One of the more ambitious provisions of the Environment Act 2021 is that all planning applications in England will be required to demonstrate how a development will enhance biodiversity and protect habitats. Submissions must include assessments demonstrating a commitment to achieve 10% Biodiversity Net Gain (BNG).
When will the BNG legal requirements come into force?
Many local authorities have already adopted BNG but the target for legal requirements to come into force is November 2023.
What is a Biodiversity Metric?
A Biodiversity Metric is a spreadsheet calculator used to audit and account for biodiversity losses and gains. The current industry standard is Natural England’s Biodiversity Metric 3.1. This is explained in greater detail in our article on Calculating Biodiversity Net Gain.
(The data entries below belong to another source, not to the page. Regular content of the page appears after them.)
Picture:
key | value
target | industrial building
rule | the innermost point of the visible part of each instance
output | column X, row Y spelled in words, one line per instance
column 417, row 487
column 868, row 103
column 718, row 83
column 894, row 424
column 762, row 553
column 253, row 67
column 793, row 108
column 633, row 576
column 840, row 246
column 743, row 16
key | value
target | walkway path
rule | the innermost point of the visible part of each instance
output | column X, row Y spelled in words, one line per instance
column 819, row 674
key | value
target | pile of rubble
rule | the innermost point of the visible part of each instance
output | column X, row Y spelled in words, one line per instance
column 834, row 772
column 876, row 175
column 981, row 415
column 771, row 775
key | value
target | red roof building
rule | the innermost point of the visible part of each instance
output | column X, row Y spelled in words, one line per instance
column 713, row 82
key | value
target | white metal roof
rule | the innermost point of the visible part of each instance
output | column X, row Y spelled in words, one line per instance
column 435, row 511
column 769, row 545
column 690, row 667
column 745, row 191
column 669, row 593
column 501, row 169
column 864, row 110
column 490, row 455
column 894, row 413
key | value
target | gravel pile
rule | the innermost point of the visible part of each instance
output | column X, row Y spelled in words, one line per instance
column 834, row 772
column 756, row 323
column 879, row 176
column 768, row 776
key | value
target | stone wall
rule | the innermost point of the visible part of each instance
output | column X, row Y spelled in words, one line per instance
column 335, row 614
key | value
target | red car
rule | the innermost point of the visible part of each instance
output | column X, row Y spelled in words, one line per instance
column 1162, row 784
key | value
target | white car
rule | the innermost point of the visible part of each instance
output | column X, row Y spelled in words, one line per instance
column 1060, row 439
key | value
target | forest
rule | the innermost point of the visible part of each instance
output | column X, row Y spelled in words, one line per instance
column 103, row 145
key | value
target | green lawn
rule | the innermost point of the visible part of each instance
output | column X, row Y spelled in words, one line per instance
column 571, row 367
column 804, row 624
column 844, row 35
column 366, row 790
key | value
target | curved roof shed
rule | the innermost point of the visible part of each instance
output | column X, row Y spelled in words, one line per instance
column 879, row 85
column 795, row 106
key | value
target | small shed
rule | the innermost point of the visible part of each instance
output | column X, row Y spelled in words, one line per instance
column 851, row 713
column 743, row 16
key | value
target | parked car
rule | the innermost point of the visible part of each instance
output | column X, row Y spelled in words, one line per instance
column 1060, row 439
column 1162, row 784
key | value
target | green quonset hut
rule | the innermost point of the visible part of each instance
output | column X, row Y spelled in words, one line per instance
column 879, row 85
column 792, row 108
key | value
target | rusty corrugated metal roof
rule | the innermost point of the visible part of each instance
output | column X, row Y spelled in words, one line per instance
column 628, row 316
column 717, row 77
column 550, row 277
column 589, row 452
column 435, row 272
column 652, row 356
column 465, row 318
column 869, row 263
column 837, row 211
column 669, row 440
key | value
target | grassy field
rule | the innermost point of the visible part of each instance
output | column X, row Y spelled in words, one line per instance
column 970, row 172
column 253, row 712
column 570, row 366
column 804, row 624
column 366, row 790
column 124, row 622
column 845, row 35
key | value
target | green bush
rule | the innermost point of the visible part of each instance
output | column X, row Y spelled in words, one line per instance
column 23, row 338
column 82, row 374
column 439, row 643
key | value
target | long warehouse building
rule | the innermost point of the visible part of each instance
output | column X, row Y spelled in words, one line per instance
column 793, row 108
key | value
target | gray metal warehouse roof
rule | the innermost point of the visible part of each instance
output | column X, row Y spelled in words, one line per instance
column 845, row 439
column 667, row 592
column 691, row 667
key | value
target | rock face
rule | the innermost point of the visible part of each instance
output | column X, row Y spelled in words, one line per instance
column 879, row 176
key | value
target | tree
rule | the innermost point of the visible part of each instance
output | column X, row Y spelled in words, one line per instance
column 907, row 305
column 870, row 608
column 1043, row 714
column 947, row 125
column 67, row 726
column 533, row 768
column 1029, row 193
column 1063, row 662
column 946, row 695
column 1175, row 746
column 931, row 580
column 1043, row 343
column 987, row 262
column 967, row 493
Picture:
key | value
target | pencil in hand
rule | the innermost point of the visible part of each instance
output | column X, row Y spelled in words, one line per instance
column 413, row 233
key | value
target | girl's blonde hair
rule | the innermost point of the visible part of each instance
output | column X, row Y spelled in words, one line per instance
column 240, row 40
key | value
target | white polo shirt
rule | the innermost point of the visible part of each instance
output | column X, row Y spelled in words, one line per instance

It is a requirement to use an approved Biodiversity Metric under the new legislation.
What is a Biodiversity Gain Plan?
Through amendments to the Town and Country Planning Act 1990, the Environment Act 2021 requires all planning permissions in England to be granted subject to a new general pre-commencement condition that require approval of a Biodiversity Gain Plan.
The Planning Authority can only approve the Biodiversity Gain Plan if the biodiversity value attributable to a development exceeds the pre-development biodiversity of onsite habitat by 10% which, for the purposes of legislation is known as the ‘biodiversity gain objective’.
The Biodiversity Gain Plan must include the steps taken to achieve the ‘biodiversity gain objective’. This must include:
How can the 10% gain in biodiversity value be delivered?
The gain can be delivered in three ways, individually or a combination of:
How will habitat be secured?
Once delivered the biodiversity works must be maintained for period of 30 years.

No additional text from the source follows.